On the other hand, 6707 was in 4 messages, and so, naturally, in one of those messages, Taka's name was not present. So, shouldn't 6707 have been eliminated based on that evidence without having to do any recursion (which, may or may not produce better results for Taka)?
ASKER
Thanks for the sheet. Too late to review now. Will do first thing next weekend. All the explanations you provided in the sheet and here should help a lot. I am not able to understand the language, but I appreciate the sheet!
Talk to you soon.
Hi Skull,
I am certain to have to study Python for my job. At that time, we can revisit your pythonese approach, and I'll give it a try in another question (unless you want to provide a program here using any input you want - I'm flexible). I appreciate your comments, and sometimes think I got the gist of what you are recommending. Until I put it into practice, I won't be certain of the gist. I think I may even have gotten your ideas about pivots, but again, not positive until I think about it myself. You mentioned that my pseudo-code was too complicated. Be that as it may, do you think it does the job? If so, that my be my first Python program (since I am pretty sure I undertand my pseudo-code), and if it does the job, then I can compare it with the Brad's spreadsheet, and then with your more optimal approach. I'll stick with Python since this will be a good starter project for me given your pseudo-code.
Thanks again for your help!
Paul
ASKER
Thanks for your dedication in solving this unusual problem.
I forgot about my multiple monthly reports (a real drag) that I just finished.
I'll look at the results next weekend.
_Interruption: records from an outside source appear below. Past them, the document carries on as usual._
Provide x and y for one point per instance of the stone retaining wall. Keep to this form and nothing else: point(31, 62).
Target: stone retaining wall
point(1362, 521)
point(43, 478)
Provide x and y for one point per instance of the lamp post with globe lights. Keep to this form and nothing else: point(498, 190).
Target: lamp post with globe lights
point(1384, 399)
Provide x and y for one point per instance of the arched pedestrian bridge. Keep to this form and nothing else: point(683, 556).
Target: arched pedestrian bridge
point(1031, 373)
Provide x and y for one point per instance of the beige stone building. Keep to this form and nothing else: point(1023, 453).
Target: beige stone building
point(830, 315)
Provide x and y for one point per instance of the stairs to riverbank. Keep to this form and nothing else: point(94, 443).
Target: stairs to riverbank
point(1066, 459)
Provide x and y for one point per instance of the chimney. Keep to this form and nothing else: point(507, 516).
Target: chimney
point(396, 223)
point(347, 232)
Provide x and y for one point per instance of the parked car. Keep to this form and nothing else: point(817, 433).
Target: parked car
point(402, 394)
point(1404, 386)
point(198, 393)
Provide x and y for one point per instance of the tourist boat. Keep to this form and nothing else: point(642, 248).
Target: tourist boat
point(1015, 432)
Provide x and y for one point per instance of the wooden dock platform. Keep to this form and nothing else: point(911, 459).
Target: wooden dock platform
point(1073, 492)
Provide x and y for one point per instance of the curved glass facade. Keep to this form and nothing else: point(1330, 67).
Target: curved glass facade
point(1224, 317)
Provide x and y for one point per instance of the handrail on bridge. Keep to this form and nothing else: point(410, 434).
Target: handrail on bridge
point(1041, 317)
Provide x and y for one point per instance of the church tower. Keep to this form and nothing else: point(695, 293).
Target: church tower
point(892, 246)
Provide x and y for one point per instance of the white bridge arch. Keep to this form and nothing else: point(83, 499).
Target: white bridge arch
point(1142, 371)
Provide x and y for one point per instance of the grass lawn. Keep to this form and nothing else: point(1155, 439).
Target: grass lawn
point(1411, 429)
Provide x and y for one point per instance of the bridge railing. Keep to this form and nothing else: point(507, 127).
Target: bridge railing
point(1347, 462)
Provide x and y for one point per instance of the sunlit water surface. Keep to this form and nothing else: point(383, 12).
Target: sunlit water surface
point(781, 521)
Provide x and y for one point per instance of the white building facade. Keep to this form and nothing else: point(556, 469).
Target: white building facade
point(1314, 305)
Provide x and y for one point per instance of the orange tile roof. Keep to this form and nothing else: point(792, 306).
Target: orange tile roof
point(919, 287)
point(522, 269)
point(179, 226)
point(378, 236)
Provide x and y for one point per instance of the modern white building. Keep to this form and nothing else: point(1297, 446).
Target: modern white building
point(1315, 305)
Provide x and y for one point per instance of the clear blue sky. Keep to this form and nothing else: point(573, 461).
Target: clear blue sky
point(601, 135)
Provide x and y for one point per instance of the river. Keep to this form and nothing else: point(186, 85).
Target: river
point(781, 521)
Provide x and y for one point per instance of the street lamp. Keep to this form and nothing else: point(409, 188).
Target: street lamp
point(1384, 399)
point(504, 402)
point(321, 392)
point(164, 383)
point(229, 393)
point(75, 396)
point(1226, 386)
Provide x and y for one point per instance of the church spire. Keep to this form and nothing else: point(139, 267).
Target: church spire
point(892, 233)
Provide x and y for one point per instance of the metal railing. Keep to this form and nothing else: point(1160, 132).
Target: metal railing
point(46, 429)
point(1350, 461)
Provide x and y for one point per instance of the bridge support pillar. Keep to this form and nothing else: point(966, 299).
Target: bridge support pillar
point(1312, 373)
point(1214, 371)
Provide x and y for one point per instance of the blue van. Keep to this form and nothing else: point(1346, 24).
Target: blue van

No matter, no rush, because I am temporarily on the DL list.
Paul
ASKER
Thanks for your dedication in solving this unusual problem.
I forgot about my multiple monthly reports (a real drag) that I just finished.
I'll look at the results next weekend. No matter, no rush, because I am temporarily on the DL list.
Paul
note that you can probably also grab the numers and messages from the mailing list directly in python. which may proove trivial if the list is available through imap and regular password auth or painful otherwise
You could alternatively use a macro to avoid needing formulas.
If you could produce a sample workbook in Excel that shows the data layout and desired results, that would help us decide whether formulas or a macro would be better. You may use the numbers 1 through xx for the phone numbers and the letters a through z for the names.
Please also post which version of Excel you are using (e.g. Microsoft 365 subscription, Excel 2016, 2019, or 2021 perpetual).